Chi Grrrrl: I don't understand Tim's resistance to a dog, but I think that it is important to note that I do not push for a dog. It sounds morbid perhaps, but in light of the whole cancer thing, I came to the decision that I cannot make him like dogs, and it would not be fair to leave Tim with a dog. Not fair to Tim. Not fair to the dog. I came to my own conclusion on this. Do I sometimes want a dog very badly? Yes. At these times I go to a friend's house and play with her dog. Tim is a very practical person w/ a very practical mind. He came from a very poor background and he would never risk disaster. He will take small risks, but never anything that would ruin us. It's always kind of a dangerous thing to look at a marriage from the outside. Our marriage is actually a pretty strong one. We both give in when we need to. There is enough love that I'd never force him to give in when he felt like he shouldn't. He also doesn't force me to give in when I honestly feel like I shouldn't.

ChicagoGrrrl said...

well that is good to know. Sometimes reading the blog it feels like "the man rules the house". I know you had that cat in your yard that maybe needs a home, and Tim is the decision maker which just kind of bugs me. I want him to say, Debby, if you want the cat, its yours. If you want a dog, then i want a dog. But he is definitely lucky to have you as his wife.

Debby said...

Believe me sometimes I wish he would too, Chi!

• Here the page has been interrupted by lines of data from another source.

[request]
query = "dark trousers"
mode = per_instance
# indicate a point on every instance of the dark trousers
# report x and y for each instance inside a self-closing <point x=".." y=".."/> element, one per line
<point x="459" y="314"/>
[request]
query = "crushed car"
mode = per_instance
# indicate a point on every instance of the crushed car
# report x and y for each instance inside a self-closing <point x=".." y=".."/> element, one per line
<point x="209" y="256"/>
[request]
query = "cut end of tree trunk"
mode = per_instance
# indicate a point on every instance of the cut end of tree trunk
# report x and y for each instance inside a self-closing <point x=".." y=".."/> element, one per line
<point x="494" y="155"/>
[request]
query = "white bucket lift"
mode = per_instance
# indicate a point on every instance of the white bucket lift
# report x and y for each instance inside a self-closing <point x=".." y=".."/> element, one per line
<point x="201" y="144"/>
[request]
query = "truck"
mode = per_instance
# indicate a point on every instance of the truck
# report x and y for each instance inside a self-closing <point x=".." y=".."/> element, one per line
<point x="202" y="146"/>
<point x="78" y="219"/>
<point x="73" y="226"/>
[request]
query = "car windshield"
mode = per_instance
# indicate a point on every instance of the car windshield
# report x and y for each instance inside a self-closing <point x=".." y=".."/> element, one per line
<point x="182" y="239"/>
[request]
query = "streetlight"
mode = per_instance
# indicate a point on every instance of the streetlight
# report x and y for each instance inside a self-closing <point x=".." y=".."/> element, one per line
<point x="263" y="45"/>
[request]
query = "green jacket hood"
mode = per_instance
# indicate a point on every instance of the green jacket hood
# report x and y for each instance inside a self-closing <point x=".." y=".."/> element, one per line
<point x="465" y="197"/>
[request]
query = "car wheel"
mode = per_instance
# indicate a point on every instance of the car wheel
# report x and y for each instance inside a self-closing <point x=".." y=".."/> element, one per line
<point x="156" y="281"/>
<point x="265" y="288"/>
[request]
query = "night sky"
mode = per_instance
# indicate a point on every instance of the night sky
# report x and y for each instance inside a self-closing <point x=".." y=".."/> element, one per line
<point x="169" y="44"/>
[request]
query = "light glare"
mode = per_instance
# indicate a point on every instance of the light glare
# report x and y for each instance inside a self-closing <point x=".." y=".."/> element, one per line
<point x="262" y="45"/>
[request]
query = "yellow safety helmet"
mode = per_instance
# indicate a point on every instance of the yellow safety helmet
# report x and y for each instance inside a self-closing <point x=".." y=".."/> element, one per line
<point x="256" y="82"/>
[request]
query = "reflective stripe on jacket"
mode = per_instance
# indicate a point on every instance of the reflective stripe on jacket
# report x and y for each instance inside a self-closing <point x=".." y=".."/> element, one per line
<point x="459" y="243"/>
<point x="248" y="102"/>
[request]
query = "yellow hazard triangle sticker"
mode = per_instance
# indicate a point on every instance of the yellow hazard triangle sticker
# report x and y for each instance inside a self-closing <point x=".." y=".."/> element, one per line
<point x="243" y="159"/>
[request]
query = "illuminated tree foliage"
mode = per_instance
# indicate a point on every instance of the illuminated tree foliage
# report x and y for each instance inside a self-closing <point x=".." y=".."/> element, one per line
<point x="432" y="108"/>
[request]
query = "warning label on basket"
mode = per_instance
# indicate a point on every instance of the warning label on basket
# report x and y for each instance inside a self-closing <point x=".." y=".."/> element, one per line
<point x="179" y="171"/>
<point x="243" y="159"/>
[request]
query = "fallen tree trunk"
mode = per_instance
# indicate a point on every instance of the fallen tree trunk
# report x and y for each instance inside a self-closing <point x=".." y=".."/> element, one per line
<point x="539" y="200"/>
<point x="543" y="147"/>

Booker C. Cat belongs to the people across the street, and we have a cordial relationship.

Tim is what he is, but I'm a feminist, make no mistake. He doesn't rule the roost, but there are situations that I definately cede to his judgement on. There are also the situations that he cedes to me and my judgements. We have our areas of expertise.

This was a big one for me, because he spent our 'Australia money' on it. The money will be replaced, but we needed the cash now, and he was afraid if he delayed, he would lose the house.

We really are a pretty compatible couple for the most part. Sometimes I need wine.